Even though there is no individual {lo nanba}, an _expression_ {N mei} is available with (D1-7) (D1) (D2) (D3).
No:
"lo nanba cu su'o pa mei" is true
"lo nanba cu su'o re mei" is true
"lo nanba cu su'o ci mei" is true
I call them {lo nanba xi re} and {lo nanba xi ci} respectively for convenience.
But it's the same "lo nanba"!
lo nanba cu su'o pa mei gi'e su'o re mei gi'e su'o ci mei gi'e ..." is true.
It cannot be true when
(D1-7} lo nanba cu su'o pa mei
is defined to {lo nanba}.
In the definition
(D1) lo nanba cu su'o re mei := su'oi da poi me lo nanba ku'o su'oi de poi me lo nanba zo'u ge da su'o pa mei gi de na me da
{da su'o pa mei} is true only for the referent of {lo nanba} used in (D1-7), that is, {lo nanba} itself, and it satisfies {su'o pa mei} _non-distributively_. The other referents in the domain of {da poi me lo nanba} do not satisfy {da su'o pa mei}. Therefore, there is no referent that satisfies {ge da su'o pa mei gi de na me da}.
If
(D1-7) lo nanba xi pa cu su'o pa mei
is defined, and if {naku ge lo nanba xi pa cu me lo nanba xi re/ci gi naku lo nanba xi re/ci cu me lo nanba xi pa}, the first sentence is true, and the second and the third are false.
I don't see how that makes the second and third false.
As I discussed above, (D1-7) is defined only on a referent selected by a speaker, and the referent satisfies {su'o pa mei} _non-distributively_. When
(D1-7) lo nanba cu su'o pa mei
is defined, any smaller part of {lo nanba} is not {su'o pa mei}. Therefore, the second and the third sentences cannot be produced for the same referent.
That is to say, if {(D1-7) lo nanba cu su'o pa mei} is defined, and if all the appearances of {lo nanba} have a common referent, the first sentence is true, and the second and the third are false.

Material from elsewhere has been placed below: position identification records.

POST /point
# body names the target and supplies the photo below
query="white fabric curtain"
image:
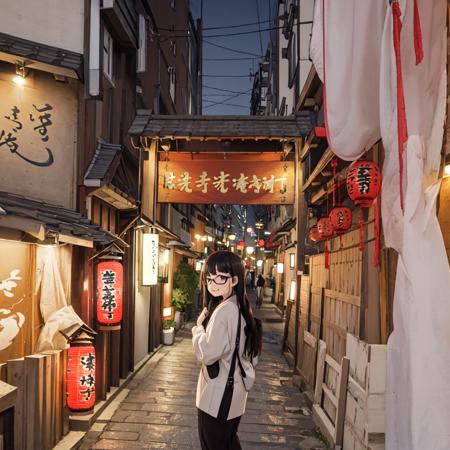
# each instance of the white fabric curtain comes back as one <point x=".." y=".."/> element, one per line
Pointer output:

No. Your starting point was that every part of lo nanba has a proper part, so for lo nanba, and for every one of its parts, "su'o N mei" is true for every natural N, and for "lo nanba", and for every one of its parts, "N mei" is false for every natural N.
.
There are infinite referents that are {me lo nanba}, but {su'o pa mei} was defined only on the referent of {lo nanba} itself _non-distributively_. Any other referents that are {me lo nanba} do not satisfy {su'o pa mei}, therefore {su'o N mei} neither.